Limiter l’antibiorésistance

C’est ainsi qu’a émergé l’idée d’une application thérapeutique : en administrant localement de la flagelline au moment de l’infection, serait-il possible de renforcer la réaction immunitaire de l’hôte et d’améliorer la réponse à l’antibiothérapie ? Pour explorer cette piste, le chercheur décroche d’abord un financement Atip-Avenir en 2004, puis un second de l’Europe (FP6) en 2006. « Grâce à ces soutiens, nous avons pu décrire précisément les mécanismes immunitaires impliqués dans l’interaction entre flagelline et hôte, explique le scientifique. Ils nous ont aussi permis d’apporter la preuve de concept de l’utilisation de la flagelline en tant que traitement adjuvant à l’antibiothérapie, sur des modèles cellulaires et animaux. » En effet, Jean-Claude Sirard et ses collaborateurs ont pu montrer qu’administrer la flagelline par voie respiratoire améliore l’efficacité de l’antibiothérapie chez des animaux qui développent une pneumonie bactérienne : ces derniers sont plus rapidement guéris, et avec une dose d’antibiotiques inférieure à celle administrée normalement. En réduisant les posologies d’antibiotiques à utiliser, cette approche a donc aussi l’avantage de réduire le risque d’émergence d’une antibiorésistance. 

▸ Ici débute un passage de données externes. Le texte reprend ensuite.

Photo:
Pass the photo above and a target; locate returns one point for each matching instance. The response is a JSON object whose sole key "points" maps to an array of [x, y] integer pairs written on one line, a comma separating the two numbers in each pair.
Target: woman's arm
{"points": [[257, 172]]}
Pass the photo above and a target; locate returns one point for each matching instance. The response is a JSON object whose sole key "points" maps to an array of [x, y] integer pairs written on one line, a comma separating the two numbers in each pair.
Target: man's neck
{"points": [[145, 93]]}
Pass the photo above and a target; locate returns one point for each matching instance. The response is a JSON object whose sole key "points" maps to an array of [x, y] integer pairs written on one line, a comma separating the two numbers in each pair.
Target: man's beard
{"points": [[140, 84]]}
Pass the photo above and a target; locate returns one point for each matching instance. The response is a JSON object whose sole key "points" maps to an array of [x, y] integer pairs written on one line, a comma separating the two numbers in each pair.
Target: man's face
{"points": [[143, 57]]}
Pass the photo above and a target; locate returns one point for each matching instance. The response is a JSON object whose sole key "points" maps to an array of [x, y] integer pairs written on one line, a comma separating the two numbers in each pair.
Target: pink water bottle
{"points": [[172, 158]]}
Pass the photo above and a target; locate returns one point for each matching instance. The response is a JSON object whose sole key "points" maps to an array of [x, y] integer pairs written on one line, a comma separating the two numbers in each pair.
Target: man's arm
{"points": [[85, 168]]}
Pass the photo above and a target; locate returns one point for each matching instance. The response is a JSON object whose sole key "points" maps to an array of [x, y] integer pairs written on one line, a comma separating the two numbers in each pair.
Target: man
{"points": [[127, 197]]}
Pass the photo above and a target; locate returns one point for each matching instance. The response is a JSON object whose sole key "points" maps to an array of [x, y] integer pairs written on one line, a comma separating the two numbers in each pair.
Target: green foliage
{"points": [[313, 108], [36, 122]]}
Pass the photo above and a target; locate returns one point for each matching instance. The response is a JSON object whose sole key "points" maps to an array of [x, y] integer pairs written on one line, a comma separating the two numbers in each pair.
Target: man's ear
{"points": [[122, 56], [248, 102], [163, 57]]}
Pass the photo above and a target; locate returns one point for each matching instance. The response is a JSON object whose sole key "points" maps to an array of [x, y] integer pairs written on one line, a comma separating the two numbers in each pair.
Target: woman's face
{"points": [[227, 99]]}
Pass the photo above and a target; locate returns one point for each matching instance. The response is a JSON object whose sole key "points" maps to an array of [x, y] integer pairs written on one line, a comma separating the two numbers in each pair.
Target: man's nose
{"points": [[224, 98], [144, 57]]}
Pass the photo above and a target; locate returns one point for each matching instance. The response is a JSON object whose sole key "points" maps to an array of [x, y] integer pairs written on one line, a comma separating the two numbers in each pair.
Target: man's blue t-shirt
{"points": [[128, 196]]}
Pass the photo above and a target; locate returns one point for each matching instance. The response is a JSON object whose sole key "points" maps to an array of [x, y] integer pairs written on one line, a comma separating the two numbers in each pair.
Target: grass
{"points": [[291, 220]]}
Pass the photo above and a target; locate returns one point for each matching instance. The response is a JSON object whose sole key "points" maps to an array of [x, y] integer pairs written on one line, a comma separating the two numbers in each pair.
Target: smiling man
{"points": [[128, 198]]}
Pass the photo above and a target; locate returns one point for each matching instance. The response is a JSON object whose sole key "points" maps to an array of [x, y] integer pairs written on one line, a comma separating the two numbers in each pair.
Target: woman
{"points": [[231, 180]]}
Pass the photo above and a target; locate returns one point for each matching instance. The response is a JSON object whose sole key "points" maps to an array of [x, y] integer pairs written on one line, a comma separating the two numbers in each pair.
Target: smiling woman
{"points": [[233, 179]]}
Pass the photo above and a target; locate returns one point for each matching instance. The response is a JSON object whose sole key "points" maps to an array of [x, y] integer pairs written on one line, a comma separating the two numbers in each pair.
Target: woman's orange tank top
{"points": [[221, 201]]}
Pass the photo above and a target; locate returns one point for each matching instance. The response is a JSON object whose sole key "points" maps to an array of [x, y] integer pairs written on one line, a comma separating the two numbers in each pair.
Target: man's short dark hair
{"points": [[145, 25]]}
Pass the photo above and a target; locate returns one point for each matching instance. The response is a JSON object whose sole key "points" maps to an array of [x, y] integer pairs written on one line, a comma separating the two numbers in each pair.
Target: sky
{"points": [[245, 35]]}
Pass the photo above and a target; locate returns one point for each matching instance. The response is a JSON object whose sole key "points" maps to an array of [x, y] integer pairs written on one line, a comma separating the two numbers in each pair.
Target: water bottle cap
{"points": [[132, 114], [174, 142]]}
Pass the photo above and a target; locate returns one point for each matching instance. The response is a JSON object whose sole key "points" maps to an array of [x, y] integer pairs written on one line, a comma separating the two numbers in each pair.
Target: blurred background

En partenariat avec différents laboratoires de recherche français (Inserm, CEA, université de Lille et institut Pasteur de Lille) et européens (dans pas moins de sept pays), Jean-Claude Sirard travaille désormais à valoriser ce travail, avec la perspective d’une première évaluation clinique chez l’humain. C’est à ce titre que le consortium de recherche qu’il dirige a obtenu un financement européen de 10 millions d’euros pour le projet FAIR (Flagellin aerosol therapy as an immunomodulatory adjunct to the antibiotic treatment of drug-resistant bacterial pneumonia). Une nouvelle réjouissante car « même lorsqu’une preuve de concept est apportée, les projets traversent souvent une vallée de la mort qui les éloignent d’un développement thérapeutique, parce que les impératifs administratifs liés aux études chez l’Homme sont complexes et coûteux ».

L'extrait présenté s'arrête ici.